Conference Call and Webcast Information:
Astrana will host a conference call at 2:30 p.m. PT/5:30 p.m. ET today
(Tuesday, May 7, 2024), during which management will discuss the results of the first quarter ended March 31, 2024. To participate
in the conference call, please use the following dial-in numbers about 5 minutes prior to the scheduled conference call time:
U.S. & Canada (Toll-Free): |
+1 (888) 437-3179 |
International (Toll): |
+1 (862) 298-0702 |
The conference call can also be accessed via webcast at: https://event.choruscall.com/mediaframe/webcast.html?webcastid=y3Hig4E8.
An accompanying slide presentation will be available
in PDF format on the “IR Calendar” page of the Company’s website (https://ir.astranahealth.com/news-events/ir-calendar)
after issuance of the earnings release and will be furnished as an exhibit to Astrana’s current report on Form 8-K to be filed
with the SEC, accessible at www.sec.gov.
Those who are unable to attend the live conference
call may access the recording at the above webcast link, which will be made available shortly after the conclusion of the call.
Note About Consolidated Entities
The Company consolidates entities in which it
has a controlling financial interest. The Company consolidates subsidiaries in which it holds, directly or indirectly, more than 50%
of the voting rights, and variable interest entities (“VIEs”) in which the Company is the primary beneficiary. Noncontrolling
interests represent third party equity ownership interests in the Company’s consolidated entities (including certain VIEs). The
amount of net income attributable to noncontrolling interests is disclosed in the Company’s consolidated statements of income.
Note About Stockholders’ Equity,
Certain Treasury Stock and Earnings Per Share
As of the date of this press release, 41,048
holdback shares have not been issued to certain former shareholders of the Company’s subsidiary, Astrana Health Management, Inc.
(“AHM”), formerly known as Network Medical Management, Inc., who were AHM shareholders at the time of closing of the merger,
as they have yet to submit properly completed letters of transmittal to Astrana in order to receive their pro rata portion of Astrana’s
common stock as contemplated under that certain Agreement and Plan of Merger, dated December 21, 2016, among Astrana, AHM, Apollo Acquisition
Corp. (“Merger Subsidiary”) and Kenneth Sim, M.D., as amended, pursuant to which Merger Subsidiary merged with and into AHM,
with AHM as the surviving corporation. Pending such receipt, such former AHM shareholders have the right to receive, without interest,
their pro rata share of dividends or distributions with a record date after the effectiveness of the merger. The Company’s consolidated
financial statements have treated such shares of common stock as outstanding, given the receipt of the letter of transmittal is considered
perfunctory and Astrana is legally obligated to issue these shares in connection with the merger.

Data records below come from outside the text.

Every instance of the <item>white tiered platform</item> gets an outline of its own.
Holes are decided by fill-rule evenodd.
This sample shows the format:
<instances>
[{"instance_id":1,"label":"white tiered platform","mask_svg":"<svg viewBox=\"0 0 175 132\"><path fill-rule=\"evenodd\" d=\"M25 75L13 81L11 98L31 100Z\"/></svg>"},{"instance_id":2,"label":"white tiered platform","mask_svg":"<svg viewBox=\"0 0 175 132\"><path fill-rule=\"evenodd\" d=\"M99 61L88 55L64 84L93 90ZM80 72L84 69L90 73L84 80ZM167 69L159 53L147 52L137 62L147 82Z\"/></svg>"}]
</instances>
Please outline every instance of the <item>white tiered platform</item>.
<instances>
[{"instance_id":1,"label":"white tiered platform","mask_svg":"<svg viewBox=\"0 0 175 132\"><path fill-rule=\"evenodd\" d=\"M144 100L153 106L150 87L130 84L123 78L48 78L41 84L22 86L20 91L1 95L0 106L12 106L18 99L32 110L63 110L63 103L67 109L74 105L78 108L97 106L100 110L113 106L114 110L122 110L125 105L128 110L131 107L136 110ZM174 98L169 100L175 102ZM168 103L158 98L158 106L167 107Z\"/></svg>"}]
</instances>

Shares of Astrana’s common stock owned
by Allied Physicians of California, a Professional Medical Corporation (“APC”), a VIE of the Company, are legally issued
and outstanding but excluded from shares of common stock outstanding in the Company’s consolidated financial statements, as such
shares are treated as treasury shares for accounting purposes. Such shares, therefore, are not included in the number of shares of common
stock outstanding used to calculate the Company’s earnings per share.
About Astrana Health, Inc.
Astrana is a leading provider-centric, technology-powered
healthcare company enabling providers to deliver accessible, high-quality, and high-value care to all. Leveraging its proprietary end-to-end
technology solutions, Astrana operates an integrated healthcare delivery platform that enables providers to successfully participate
in value-based care arrangements, thus empowering them to deliver high quality care to patients in a cost-effective manner.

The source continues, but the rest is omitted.